Design and build scalable data pipelines to implement and execute KGE models on drug discovery knowledge graphs.
Conduct comprehensive evaluations of KGE models, including ULTRA, ComplEx, DistMult, RotatE, TransE, and TransH, to assess their performance specifically in biomedical applications.
Analyze model performance across various factors, such as hyperparameters, model initialization, dataset splits, and different knowledge graphs, including Disqover, PrimeKG, Hetionet, and BioKG.
Develop and execute experiments to understand the impact of diverse training setups and configurations on model effectiveness.
Implement hyperparameter optimization techniques to boost model accuracy and generalizability, using tools such as Optuna and PyKEEN.
Collaborate with cross-functional teams to ensure that KGEs align with real-world drug discovery applications and adhere to fair evaluation and reproducibility standards.
Document and communicate findings and recommendations to improve KGE model evaluation practices and contribute to the broader knowledge base in biomedical AI.
Qualifications
Proven experience in building and managing data pipelines and handling large datasets.
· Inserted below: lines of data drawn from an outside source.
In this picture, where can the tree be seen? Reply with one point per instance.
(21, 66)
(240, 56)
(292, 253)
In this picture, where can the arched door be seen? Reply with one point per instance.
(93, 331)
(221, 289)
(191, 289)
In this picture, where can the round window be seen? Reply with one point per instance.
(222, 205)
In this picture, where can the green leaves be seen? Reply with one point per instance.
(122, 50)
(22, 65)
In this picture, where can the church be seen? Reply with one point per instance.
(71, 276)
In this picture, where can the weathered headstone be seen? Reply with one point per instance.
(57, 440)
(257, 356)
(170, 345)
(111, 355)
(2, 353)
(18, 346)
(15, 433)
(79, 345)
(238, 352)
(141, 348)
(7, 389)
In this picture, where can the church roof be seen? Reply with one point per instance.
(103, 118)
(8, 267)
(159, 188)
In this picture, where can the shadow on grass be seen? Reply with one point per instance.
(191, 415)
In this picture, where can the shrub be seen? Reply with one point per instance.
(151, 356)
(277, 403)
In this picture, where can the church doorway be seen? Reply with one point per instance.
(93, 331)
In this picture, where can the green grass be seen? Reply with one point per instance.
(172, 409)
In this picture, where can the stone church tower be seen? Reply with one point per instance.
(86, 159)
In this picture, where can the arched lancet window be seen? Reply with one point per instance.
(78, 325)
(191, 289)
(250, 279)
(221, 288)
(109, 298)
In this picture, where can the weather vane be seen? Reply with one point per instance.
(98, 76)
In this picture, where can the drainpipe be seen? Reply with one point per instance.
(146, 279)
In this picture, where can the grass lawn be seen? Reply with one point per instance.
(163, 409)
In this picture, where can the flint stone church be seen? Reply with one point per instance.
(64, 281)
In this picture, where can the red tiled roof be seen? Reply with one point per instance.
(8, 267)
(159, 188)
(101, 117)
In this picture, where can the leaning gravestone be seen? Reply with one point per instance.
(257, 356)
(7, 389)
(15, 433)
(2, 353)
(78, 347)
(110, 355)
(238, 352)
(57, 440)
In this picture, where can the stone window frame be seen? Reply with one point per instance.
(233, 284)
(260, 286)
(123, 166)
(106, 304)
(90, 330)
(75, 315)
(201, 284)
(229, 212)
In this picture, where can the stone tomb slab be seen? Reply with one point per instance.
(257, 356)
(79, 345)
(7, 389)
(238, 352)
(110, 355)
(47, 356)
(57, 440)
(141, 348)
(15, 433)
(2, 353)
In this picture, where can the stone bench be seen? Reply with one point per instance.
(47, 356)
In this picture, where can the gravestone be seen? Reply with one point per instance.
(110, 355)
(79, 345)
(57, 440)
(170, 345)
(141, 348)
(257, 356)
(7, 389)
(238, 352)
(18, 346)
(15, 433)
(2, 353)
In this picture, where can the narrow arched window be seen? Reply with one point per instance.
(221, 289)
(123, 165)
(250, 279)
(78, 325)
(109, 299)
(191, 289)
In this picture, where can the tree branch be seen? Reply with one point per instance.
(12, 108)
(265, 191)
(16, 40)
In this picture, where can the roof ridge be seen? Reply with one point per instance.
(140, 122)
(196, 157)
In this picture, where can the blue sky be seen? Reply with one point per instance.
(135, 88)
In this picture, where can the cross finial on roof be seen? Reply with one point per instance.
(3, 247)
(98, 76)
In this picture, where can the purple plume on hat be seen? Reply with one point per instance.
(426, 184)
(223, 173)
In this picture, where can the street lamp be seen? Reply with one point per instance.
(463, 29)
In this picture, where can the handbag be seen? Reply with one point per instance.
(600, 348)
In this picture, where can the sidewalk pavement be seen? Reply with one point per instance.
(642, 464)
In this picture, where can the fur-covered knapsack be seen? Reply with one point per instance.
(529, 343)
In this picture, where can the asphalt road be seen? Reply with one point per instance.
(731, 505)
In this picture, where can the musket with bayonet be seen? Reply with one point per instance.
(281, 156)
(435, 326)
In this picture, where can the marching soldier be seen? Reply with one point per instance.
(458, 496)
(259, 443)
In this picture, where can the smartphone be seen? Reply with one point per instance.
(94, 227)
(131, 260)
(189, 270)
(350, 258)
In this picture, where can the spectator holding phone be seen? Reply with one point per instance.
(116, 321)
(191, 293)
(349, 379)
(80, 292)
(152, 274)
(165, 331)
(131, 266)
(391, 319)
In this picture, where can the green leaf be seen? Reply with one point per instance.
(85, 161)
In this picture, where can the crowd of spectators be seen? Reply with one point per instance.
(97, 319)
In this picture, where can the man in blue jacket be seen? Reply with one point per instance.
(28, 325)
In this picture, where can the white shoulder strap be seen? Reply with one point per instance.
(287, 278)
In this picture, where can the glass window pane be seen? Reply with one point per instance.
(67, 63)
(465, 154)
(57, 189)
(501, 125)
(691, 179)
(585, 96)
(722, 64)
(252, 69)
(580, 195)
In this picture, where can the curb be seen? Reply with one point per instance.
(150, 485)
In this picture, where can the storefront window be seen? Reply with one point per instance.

Strong programming skills in Python, with proficiency in PyTorch and libraries like PyG and PyKEEN.
Experience with knowledge graphs, machine learning, and graph embedding models and their applications.
Familiarity with biomedical knowledge graphs, such as Disqover, PrimeKG, Hetionet, or BioKG.
Demonstrated expertise in hyperparameter tuning and optimization, including the use of Bayesian optimization techniques.
Excellent analytical skills and the ability to communicate complex ideas effectively to both technical and non-technical stakeholders.